Building a Streaming Voice Pipeline: STT → LLM → TTS
A look under the hood of our intelligent front desk — how speech flows through transcription, reasoning, and synthesis in real time.

Our front desk answers a call in four stages. Each one streams into the next so the caller never waits for a full stage to finish before the next begins.
1. Access
The call arrives over phone or SMS. We bridge the telephony layer to our local media server, which exposes a raw audio stream.
2. Speech-to-Text (STT)
A streaming ASR model transcribes audio in chunks as it arrives — not after the caller finishes speaking. Partial hypotheses let us detect intent early.

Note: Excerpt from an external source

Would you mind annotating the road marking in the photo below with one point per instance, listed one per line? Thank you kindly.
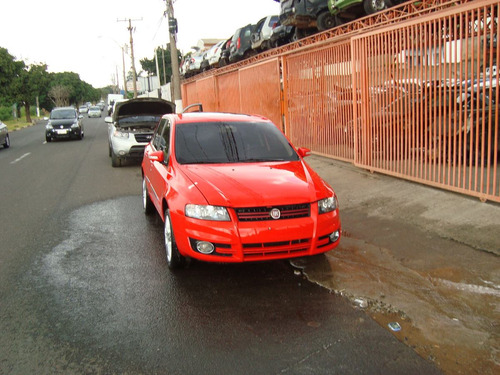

partial: "i'd like to book a"
final: "i'd like to book a meeting room for tomorrow"
3. LLM reasoning
The transcript is fed to the local LLM with conversation context and a system prompt. The model returns an intent, extracted entities, and a natural-language response.
intent: book_meeting_room
entities: { date: "tomorrow" }
reply: "Sure! Which room would you prefer?"
4. Text-to-Speech (TTS)
The reply is synthesized as streaming audio and played back the moment the first chunk is ready. Because TTS starts before the LLM finishes emitting, the perceived latency is the time to first audio, not time to full response.
The whole pipeline runs on one box. That's what makes sub-500ms first-audio realistic.
Why streaming matters
Streaming each stage — rather than buffering — is the single biggest lever on perceived latency. Callers judge responsiveness by the first word, not the last.